Grillo's own profanity-strewn style and his scattergun abuse of politicians in speeches and on his popular blog, have fuelled frequent accusations of populism and demagoguery.
But behind him, he has an army of dedicated, well educated supporters whose mastery of the Internet and social networks far exceeds that of any of the mainstream parties.
"They'll have the experience of local government behind them by the time the elections come, then you've got the crisis in the other parties so I'm convinced he'll get to the elections in good shape," said Pessato.
Grillo vehemently denies his movement is a party in the normal sense, describing it as a "free association of citizens". He refused to stand for elected office himself after a conviction for manslaughter after three passengers died when a jeep he was driving crashed in 1981.
Its mixed bag of green-tinted, anti-establishment policies, with echoes of the platforms of other alternative groups such as the Pirate Party in Germany, certainly underline how difficult it is to pin down in classical political terms.
Its programme includes the abolition of the guild of professional journalists, a commitment to support non-profit companies and penalising companies that sell water in environment-unfriendly plastic bottles.
It wants to cut waste, combat political corruption and hold public officials criminally responsible for policies that cause death or injury. It encourages free health care, green energy and public transport instead of private cars. It wants to abolish corporate monopolies, strengthen the rights of small shareholders and protect local manufacturing.
"His proposals are very broad, apparently with no ideology but in fact with a new form of ideology which puts a number of ideas together coming from the libertarian left or the radicals, with others that come from the right," said LUISS university's Sorice.
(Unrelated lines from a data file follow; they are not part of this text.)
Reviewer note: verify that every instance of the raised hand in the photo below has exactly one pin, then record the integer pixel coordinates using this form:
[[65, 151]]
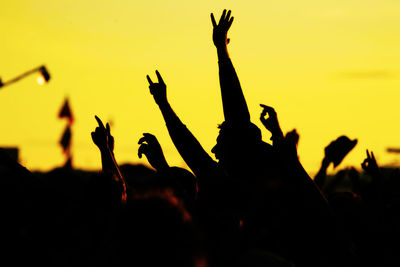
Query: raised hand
[[102, 136], [271, 123], [158, 90], [370, 165], [292, 138], [150, 147], [220, 30]]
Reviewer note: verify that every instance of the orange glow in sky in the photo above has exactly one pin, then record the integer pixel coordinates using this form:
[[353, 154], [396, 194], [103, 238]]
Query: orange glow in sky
[[329, 68]]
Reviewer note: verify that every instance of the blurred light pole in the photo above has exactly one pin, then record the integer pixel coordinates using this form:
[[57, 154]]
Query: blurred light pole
[[44, 76]]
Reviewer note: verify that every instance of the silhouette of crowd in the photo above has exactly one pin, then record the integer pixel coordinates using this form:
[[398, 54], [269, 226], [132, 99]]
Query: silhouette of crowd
[[253, 206]]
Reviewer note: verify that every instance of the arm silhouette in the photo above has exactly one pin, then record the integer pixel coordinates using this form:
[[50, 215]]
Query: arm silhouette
[[103, 139], [187, 145], [233, 101]]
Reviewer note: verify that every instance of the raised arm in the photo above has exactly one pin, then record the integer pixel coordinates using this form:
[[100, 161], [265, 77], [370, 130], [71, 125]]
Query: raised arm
[[233, 101], [103, 139], [187, 145]]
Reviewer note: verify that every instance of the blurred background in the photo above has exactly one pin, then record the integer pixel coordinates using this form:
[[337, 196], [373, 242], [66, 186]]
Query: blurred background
[[329, 68]]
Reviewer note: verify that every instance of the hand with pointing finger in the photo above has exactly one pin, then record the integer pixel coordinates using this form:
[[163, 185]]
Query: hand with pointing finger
[[271, 123], [158, 90], [220, 30], [370, 165], [102, 136], [150, 147]]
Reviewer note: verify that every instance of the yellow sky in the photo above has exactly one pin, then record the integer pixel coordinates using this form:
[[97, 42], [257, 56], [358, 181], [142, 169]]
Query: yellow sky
[[328, 67]]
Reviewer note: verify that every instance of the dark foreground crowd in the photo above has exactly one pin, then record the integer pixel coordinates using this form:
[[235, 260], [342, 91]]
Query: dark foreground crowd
[[254, 206]]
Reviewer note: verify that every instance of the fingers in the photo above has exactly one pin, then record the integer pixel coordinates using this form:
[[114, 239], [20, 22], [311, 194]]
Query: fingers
[[227, 15], [149, 138], [268, 109], [213, 20], [142, 150], [108, 129], [229, 23], [149, 80], [160, 80], [141, 140], [368, 155], [99, 122], [222, 17]]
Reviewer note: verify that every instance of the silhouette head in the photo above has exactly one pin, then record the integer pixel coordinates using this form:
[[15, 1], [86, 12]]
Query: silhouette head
[[235, 141]]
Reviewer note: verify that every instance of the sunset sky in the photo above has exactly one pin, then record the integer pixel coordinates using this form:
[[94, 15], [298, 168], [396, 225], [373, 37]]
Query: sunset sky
[[329, 68]]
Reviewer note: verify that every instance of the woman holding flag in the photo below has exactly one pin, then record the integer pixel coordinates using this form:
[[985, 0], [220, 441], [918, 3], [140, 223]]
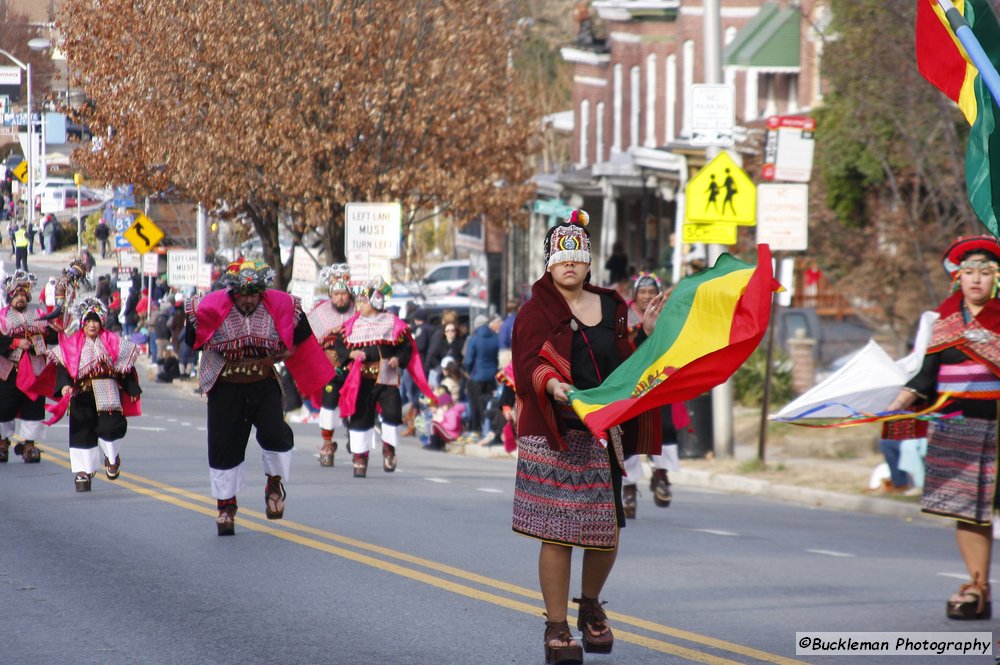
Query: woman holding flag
[[963, 360], [571, 335]]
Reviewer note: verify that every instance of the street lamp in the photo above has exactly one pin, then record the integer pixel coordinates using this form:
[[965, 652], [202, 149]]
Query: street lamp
[[26, 67]]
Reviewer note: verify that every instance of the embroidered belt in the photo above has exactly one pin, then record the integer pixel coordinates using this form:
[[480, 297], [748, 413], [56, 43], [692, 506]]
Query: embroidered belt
[[248, 371]]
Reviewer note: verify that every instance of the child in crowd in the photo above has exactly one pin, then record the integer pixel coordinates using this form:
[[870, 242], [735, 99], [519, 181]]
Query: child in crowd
[[446, 422]]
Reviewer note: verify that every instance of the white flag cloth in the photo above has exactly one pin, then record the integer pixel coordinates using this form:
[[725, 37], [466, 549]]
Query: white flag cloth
[[866, 384]]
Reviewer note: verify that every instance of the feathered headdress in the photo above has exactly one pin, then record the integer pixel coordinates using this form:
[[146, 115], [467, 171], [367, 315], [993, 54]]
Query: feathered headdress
[[569, 241], [337, 277], [376, 291], [19, 281], [89, 307], [248, 277]]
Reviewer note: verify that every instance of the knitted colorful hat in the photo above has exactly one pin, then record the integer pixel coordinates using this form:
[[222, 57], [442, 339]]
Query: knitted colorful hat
[[646, 279], [337, 276], [89, 308], [569, 241], [952, 258], [248, 277], [376, 291], [20, 281]]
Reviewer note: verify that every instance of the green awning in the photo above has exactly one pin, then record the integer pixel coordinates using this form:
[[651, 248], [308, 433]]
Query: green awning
[[770, 39]]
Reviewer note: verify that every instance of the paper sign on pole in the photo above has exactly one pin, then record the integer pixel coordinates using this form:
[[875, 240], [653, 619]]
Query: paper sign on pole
[[150, 264], [204, 280], [783, 216], [182, 267], [713, 114]]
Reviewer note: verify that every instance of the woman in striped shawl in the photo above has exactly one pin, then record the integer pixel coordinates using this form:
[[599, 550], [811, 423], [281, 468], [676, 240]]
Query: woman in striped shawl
[[963, 360]]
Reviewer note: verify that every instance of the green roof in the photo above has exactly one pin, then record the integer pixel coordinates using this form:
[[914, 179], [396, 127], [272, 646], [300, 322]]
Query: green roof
[[770, 39]]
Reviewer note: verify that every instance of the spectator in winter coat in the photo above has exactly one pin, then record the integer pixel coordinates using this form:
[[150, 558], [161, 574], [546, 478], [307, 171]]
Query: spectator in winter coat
[[481, 364]]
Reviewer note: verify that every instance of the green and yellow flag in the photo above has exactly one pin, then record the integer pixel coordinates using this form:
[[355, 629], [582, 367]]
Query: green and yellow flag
[[710, 325]]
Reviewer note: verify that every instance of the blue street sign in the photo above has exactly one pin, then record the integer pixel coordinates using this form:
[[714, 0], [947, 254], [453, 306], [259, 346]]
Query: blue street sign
[[124, 196]]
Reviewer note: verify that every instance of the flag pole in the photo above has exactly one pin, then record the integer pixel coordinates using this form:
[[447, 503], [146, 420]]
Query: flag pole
[[979, 58]]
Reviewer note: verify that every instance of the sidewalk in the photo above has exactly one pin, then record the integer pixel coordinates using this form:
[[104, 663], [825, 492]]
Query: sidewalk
[[833, 482]]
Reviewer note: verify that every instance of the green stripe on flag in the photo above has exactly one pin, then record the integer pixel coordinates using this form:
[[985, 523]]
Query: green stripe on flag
[[982, 154]]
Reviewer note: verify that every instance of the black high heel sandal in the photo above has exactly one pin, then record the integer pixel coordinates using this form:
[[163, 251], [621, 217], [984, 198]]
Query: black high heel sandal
[[570, 653], [274, 498], [977, 609], [225, 523], [593, 622]]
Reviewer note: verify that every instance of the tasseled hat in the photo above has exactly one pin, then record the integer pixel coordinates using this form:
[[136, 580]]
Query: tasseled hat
[[376, 291], [20, 281], [91, 308], [646, 279], [952, 259], [569, 241], [248, 277], [337, 277]]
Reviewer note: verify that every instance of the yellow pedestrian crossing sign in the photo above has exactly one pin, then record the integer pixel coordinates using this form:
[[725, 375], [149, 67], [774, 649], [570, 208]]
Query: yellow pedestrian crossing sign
[[21, 171], [721, 192], [143, 234]]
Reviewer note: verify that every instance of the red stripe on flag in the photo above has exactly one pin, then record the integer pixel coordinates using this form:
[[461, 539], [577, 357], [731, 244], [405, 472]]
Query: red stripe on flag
[[938, 58]]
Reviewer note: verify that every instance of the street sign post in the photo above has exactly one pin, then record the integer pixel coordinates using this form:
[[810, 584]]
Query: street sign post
[[720, 233], [721, 192], [374, 228], [143, 234]]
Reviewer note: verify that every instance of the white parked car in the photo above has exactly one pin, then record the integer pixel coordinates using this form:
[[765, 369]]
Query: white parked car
[[445, 279]]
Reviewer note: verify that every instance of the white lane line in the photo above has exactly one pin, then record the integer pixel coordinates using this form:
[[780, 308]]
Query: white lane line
[[831, 553], [962, 576], [717, 532], [131, 427]]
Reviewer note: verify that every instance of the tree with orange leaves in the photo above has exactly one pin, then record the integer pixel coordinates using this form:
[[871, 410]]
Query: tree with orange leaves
[[286, 110]]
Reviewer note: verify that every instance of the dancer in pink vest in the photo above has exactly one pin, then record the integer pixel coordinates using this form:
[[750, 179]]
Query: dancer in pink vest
[[327, 322], [100, 388], [242, 332], [25, 374]]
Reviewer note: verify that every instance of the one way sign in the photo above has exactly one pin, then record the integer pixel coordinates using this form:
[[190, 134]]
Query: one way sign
[[143, 234]]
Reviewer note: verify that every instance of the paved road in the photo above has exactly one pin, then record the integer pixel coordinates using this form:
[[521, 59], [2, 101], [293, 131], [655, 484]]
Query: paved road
[[419, 566]]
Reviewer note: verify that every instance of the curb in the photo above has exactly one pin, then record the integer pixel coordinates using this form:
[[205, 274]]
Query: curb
[[794, 494]]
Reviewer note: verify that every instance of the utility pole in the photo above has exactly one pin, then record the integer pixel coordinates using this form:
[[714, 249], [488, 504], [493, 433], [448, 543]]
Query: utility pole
[[722, 396]]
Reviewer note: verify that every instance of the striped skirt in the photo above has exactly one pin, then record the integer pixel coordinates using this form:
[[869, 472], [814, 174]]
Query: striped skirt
[[569, 497], [960, 480]]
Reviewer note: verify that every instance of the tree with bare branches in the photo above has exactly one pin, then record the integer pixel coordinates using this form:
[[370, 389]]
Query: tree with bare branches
[[286, 110]]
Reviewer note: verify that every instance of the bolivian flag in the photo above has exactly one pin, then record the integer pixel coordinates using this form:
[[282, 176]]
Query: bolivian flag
[[944, 62], [709, 326]]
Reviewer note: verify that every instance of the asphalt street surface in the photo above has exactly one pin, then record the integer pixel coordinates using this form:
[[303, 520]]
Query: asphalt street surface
[[420, 566]]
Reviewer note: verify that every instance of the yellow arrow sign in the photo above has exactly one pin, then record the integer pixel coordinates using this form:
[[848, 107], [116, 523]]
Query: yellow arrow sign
[[21, 172], [721, 192], [721, 233], [143, 234]]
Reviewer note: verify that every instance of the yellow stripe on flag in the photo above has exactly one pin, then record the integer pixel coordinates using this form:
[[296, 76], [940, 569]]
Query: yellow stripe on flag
[[707, 329]]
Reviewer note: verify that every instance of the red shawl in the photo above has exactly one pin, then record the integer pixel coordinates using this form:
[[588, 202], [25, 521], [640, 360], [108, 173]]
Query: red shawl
[[542, 346], [308, 364], [949, 331]]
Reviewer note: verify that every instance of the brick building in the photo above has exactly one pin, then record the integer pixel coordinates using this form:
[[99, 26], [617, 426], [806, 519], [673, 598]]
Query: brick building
[[631, 148]]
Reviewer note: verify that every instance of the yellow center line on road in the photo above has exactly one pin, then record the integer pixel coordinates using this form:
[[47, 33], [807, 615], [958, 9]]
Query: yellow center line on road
[[286, 529]]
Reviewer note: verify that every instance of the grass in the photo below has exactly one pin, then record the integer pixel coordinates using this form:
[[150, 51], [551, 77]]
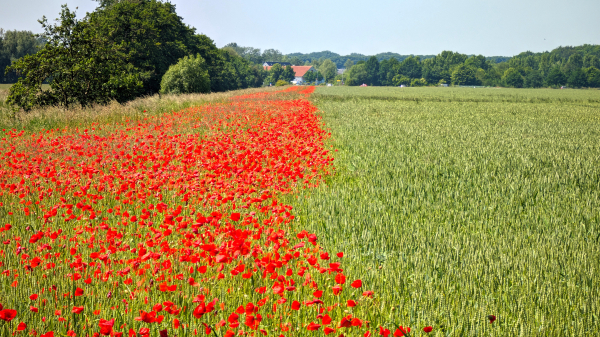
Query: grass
[[455, 204], [138, 109], [439, 94]]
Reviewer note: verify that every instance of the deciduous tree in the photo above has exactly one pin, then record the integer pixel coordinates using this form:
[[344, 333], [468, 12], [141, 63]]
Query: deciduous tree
[[80, 66]]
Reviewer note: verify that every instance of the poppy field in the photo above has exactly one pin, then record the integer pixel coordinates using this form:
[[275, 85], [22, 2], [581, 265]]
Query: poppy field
[[173, 225]]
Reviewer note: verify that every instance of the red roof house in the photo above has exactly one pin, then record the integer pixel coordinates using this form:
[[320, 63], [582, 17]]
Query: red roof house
[[299, 72]]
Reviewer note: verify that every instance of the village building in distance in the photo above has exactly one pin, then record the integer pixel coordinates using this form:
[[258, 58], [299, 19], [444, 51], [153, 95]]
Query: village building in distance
[[299, 71]]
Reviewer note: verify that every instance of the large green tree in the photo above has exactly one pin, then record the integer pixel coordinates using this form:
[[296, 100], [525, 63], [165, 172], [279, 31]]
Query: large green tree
[[555, 77], [464, 75], [410, 67], [152, 34], [593, 77], [288, 74], [534, 79], [81, 67], [189, 75], [357, 75], [513, 78], [15, 44], [577, 78]]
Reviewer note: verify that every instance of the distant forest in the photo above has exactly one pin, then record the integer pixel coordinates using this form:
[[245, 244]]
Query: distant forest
[[339, 60], [564, 66]]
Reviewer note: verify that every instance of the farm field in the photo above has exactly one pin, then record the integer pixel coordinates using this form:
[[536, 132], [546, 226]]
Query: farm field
[[348, 211], [172, 225], [456, 204]]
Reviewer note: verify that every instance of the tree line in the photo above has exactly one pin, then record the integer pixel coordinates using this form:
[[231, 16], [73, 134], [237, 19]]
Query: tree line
[[129, 48], [120, 51], [565, 66]]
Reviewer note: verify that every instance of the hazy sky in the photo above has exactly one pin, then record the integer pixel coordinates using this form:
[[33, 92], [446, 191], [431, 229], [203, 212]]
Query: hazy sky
[[488, 27]]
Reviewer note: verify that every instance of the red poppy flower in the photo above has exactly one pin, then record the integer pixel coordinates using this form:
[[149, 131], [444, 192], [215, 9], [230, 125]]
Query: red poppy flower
[[313, 326], [401, 331], [106, 326], [8, 314]]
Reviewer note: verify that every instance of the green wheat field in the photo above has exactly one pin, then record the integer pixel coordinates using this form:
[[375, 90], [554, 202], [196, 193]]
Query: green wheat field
[[458, 203]]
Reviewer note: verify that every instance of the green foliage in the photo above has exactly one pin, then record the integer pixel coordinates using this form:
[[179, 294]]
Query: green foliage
[[348, 64], [372, 69], [153, 36], [251, 54], [593, 77], [591, 61], [328, 69], [464, 75], [274, 73], [534, 79], [80, 66], [513, 78], [577, 78], [312, 76], [189, 75], [416, 82], [357, 75], [478, 62], [401, 80], [288, 74], [341, 60], [446, 202], [14, 45], [410, 67], [555, 77]]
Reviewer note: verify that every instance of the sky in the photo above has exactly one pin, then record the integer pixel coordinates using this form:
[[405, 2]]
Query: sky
[[419, 27]]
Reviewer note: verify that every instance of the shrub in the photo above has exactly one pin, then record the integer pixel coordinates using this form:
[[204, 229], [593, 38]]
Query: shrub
[[189, 75]]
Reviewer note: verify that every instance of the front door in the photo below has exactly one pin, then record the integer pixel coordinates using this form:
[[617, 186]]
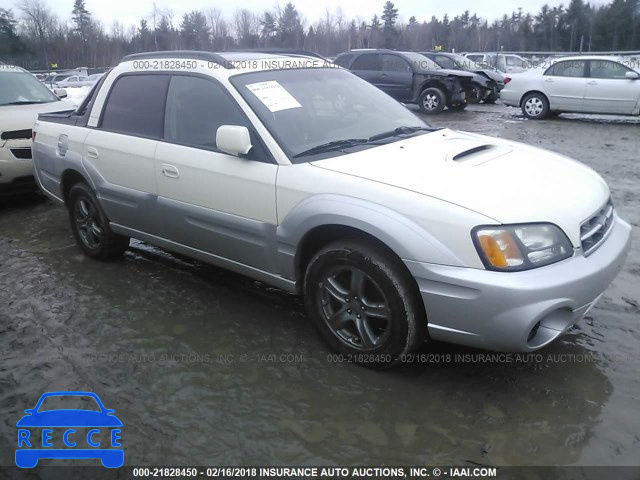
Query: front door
[[207, 199]]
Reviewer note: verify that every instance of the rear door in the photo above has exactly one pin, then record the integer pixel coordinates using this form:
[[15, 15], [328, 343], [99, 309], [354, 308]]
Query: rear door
[[368, 67], [396, 77], [564, 85], [608, 90], [207, 199], [119, 154]]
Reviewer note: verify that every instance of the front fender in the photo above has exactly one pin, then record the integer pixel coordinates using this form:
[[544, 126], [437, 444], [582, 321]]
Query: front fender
[[402, 235]]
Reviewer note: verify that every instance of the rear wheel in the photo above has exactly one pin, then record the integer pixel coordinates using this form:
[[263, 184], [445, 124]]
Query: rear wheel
[[363, 304], [432, 100], [474, 95], [535, 106], [90, 225]]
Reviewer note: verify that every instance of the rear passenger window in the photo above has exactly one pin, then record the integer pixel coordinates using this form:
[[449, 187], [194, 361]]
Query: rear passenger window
[[366, 62], [196, 108], [136, 105], [343, 60], [569, 68]]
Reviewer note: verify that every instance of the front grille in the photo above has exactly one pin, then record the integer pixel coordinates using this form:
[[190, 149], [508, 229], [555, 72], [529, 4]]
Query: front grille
[[595, 230], [21, 153]]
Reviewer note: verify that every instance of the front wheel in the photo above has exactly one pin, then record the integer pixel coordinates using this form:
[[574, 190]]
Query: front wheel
[[90, 225], [432, 100], [364, 304], [535, 106], [457, 107]]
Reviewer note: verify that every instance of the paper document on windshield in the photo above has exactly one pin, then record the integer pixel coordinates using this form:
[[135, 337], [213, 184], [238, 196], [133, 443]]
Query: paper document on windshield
[[274, 96]]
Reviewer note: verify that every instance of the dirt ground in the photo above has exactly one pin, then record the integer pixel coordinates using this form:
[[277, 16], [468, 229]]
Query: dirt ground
[[205, 367]]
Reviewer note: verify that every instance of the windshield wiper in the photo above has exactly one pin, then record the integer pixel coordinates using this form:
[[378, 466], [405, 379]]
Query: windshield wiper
[[335, 145], [401, 131]]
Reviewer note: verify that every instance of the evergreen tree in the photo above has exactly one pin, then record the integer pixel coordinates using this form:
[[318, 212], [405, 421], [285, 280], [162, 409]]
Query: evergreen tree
[[82, 18]]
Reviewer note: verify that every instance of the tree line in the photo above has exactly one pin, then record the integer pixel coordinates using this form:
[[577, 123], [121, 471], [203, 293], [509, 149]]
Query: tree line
[[33, 37]]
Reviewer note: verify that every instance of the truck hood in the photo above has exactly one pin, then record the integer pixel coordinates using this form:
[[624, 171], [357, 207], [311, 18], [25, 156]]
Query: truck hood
[[22, 117], [506, 181]]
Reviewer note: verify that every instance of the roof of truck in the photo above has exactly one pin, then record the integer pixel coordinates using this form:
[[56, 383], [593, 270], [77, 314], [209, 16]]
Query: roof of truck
[[237, 61]]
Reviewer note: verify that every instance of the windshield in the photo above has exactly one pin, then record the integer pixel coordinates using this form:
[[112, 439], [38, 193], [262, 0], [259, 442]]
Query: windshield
[[463, 62], [307, 108], [69, 402], [18, 88], [421, 62]]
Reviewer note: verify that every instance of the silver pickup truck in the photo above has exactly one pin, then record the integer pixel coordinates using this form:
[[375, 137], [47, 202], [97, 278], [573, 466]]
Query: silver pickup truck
[[299, 174]]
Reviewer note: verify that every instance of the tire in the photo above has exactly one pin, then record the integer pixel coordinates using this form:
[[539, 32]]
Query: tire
[[535, 106], [432, 100], [474, 95], [458, 107], [90, 225], [363, 304]]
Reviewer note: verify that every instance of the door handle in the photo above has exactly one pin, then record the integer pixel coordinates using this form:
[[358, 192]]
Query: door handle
[[92, 152], [170, 171]]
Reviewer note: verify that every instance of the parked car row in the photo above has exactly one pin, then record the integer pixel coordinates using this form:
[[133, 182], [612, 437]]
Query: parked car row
[[312, 180]]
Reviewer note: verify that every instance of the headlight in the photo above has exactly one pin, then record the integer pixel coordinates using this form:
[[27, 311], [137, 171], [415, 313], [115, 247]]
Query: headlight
[[521, 247]]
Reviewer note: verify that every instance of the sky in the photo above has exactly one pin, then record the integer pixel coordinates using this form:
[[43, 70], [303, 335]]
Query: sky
[[130, 12]]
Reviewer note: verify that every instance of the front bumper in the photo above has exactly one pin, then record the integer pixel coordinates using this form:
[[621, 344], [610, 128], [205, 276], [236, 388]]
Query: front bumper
[[519, 311]]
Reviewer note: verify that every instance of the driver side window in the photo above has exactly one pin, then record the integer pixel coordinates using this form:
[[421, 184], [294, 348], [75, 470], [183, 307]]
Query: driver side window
[[196, 108]]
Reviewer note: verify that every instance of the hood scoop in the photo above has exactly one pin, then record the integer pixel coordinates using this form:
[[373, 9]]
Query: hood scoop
[[476, 153], [472, 151]]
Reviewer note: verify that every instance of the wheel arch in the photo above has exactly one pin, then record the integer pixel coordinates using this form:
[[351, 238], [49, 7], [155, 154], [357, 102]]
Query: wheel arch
[[68, 179], [434, 83], [321, 219], [534, 91]]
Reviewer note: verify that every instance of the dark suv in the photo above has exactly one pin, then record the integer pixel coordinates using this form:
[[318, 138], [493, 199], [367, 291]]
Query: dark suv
[[411, 78], [487, 82]]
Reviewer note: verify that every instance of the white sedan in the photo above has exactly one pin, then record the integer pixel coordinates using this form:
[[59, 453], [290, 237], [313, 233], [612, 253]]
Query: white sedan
[[583, 84]]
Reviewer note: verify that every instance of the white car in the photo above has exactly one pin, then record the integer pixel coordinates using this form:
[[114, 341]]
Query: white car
[[304, 176], [581, 84], [71, 82], [22, 98]]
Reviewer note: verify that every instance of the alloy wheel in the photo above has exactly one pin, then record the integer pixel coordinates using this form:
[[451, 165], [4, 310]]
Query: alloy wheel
[[355, 308]]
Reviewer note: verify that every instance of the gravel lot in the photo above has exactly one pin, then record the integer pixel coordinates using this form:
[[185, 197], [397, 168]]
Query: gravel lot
[[205, 367]]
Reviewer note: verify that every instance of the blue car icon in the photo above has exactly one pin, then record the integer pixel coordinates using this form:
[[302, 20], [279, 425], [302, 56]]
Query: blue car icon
[[103, 431]]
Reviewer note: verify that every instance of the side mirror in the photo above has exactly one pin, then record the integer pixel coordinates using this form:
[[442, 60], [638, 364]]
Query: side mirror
[[233, 139]]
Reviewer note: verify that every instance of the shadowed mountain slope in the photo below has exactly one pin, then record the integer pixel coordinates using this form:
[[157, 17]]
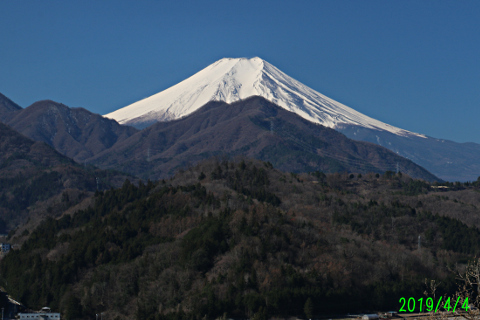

One of the big differences with other grassroots groups such as the Pirate Party is the overbearing figure of Grillo himself, its only nationally recognisable figure but one whose hectoring style puts off many voters.
Italy has a long history of "anti politics", from the "Front of the Common Man", a short-lived postwar party whose motto was "Get off our backs," to the billionaire entrepreneur Berlusconi himself, who always campaigned as a plain-spoken outsider.
Whether the 5 Star Movement can establish itself as a durable alternative may depend on its relentless leader.
"Strangely enough, it's weak point may be Beppe Grillo," said Sorice. "If the movement manages to outgrow Beppe Grillo it could represent a significant share of the Italian electorate."